Madame Sul-Te-Wan worked in Hollywood for over 50 years, but very few people know of her name or her extensive body of work. Born Nellie Crawford in 1873 to freed slaves, Madame began acting at a theatre company in Cincinnati. After arriving in Hollywood, she soon adopted the name Madame Sul-Te-Wan and approached DW Griffith about appearing in his film Birth of Nation. The two developed a friendship that would last until his death. Throughout her career, Madame appeared in over 50 film and television productions, though many were uncredited.
Maria P. Williams
Maria P. Williams is believed to be the first African-American female film producer. There is very little information out there about Maria or her film. What we do know is that Maria’s film Flames of Wrath was released in 1923. Along with her husband Jesse, she owned the Western Film Producing Company and Booking Exchange.
Hattie McDaniel is the first African-American woman to win an Academy Award. In 1939 she won for her performance as Mammy in Gone With The Wind. Throughout her career she faced criticism for portraying roles that some believed furthered the established stereotypes of black people to which she famously responded: “I’d rather make $700 a week playing a maid than earn $7 a day being a maid.”
Euzhan Palcy has the distinction of being the first black female director to have a film produced by a major Hollywood Studio. In 1989 her film A Dry White Season, starring the legendary Marlon Brando was produced by MGM studios. Born in Martinique, Euzhan studied at the Sorbonne and was handpicked by Robert Redford to participate in the 1984 Sundance Director’s Lab. Euzhan was also the first black woman to win a Cesar Award (the French equivalent to the Academy Awards in the US) for best first feature film for her film Sugar Cane Alley.
Darnell Martin is the first African-American woman to write and direct a feature film for a major Hollywood studio. In 1994 Columbia Pictures released I Like It Like That, starring Lauren Velez, Lisa Vidal, and Rita Moreno. The film was a critical success and solidified Darnell as a director with talent and finesse.

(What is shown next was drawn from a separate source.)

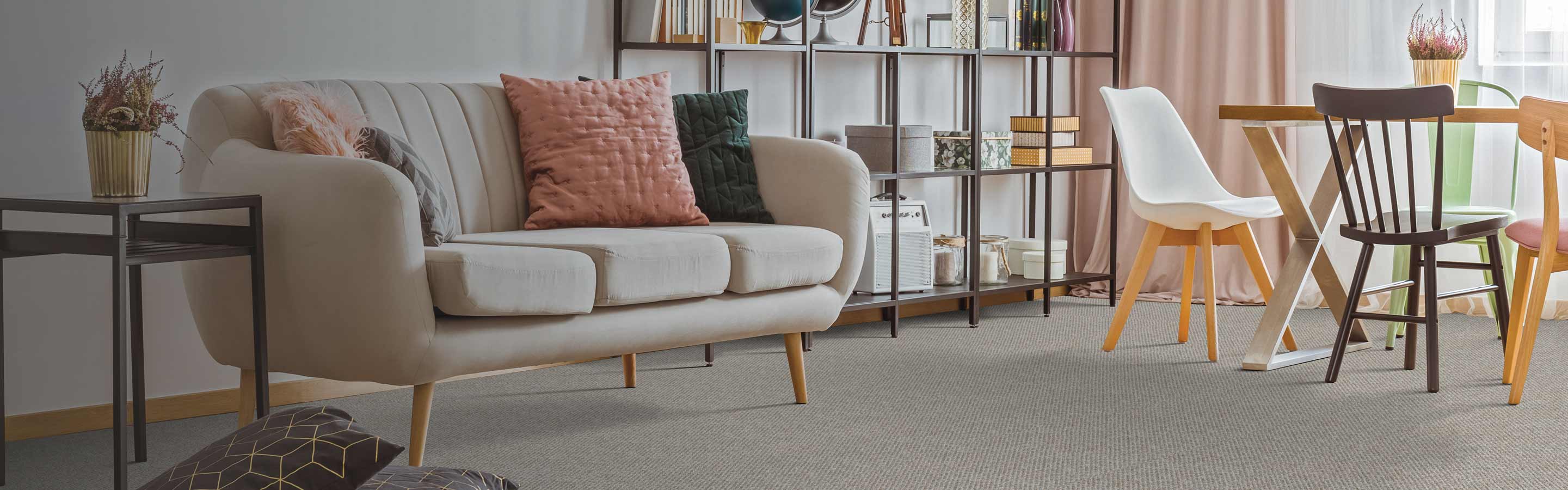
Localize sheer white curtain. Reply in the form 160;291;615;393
1286;0;1568;319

Halle Berry is the first African-American woman to win the Academy Award for Best Actress. She was awarded in 2002 for her role in the film Monster’s Ball. In her famously emotional acceptance speech, Halle paid homage to the black actresses that paved the way for her win, including her idol Dorothy Dandridge. In 1999 Halle portrayed Dandridge in the HBO film Introducing Dorothy Dandridge. For her role she was awarded the Emmy, Golden Globe and Screen Actors Guild Awards.

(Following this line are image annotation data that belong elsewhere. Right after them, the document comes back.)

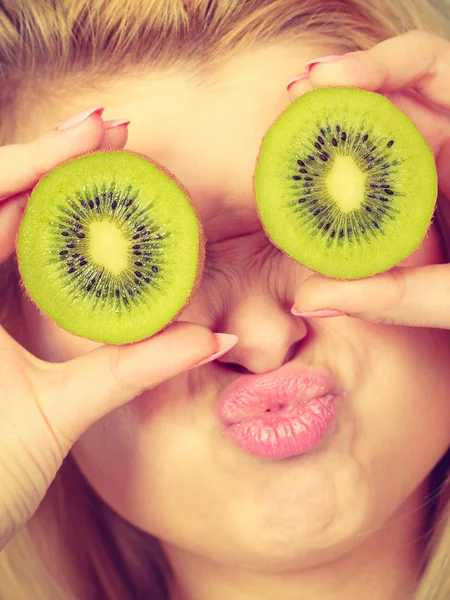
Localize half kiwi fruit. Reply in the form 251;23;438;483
254;88;437;279
17;151;203;344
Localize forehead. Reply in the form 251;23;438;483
104;42;331;241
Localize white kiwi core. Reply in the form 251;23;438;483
89;220;128;275
326;155;367;213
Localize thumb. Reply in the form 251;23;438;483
37;322;237;445
292;265;450;329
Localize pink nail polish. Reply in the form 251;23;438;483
57;106;105;131
287;73;309;92
188;333;238;370
291;306;348;319
104;119;131;131
305;54;345;73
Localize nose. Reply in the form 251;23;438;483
219;293;307;373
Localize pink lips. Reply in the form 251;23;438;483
218;366;337;459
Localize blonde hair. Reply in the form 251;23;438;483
0;0;450;600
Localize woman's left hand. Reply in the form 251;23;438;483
289;31;450;329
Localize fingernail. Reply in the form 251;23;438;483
305;54;345;73
104;119;131;130
287;73;309;92
57;106;105;131
190;333;238;369
291;306;348;319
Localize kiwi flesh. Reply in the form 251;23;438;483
254;88;437;279
17;151;203;344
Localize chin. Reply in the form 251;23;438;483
212;469;377;571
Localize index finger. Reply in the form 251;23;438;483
309;30;450;109
0;107;104;200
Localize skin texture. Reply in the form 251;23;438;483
7;37;450;600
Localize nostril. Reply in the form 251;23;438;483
224;362;254;375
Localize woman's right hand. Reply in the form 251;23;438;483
0;107;237;549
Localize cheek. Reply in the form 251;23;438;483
400;224;445;267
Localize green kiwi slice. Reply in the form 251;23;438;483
254;88;437;279
17;151;203;344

Debra Chase is the first African-American woman to have a solo producing deal with a major studio. She ran both Denzel Washington’s and Whitney Houston’s production companies before forming her own, Martin Chase Productions in 2000. Debra’s producing credits include Sisterhood of the Traveling Pants, Just Wright, and Sparkle (2012).
Ava DuVernay founded AFFRM, the African-American Film Festival Releasing Movement. AFFRM is a film distribution model that works with film festival organizations to orchestrate theatrical releases for two independent films a year. AFFRMs first release, the critically acclaimed I Will Follow, was written and directed by Ava. In 2012 she made history when she became the first African-American woman to win the Best US Director Award at the Sundance Film Festival. She received the award for her second feature film, Middle of Nowhere.
What other historic women in film will you celebrate?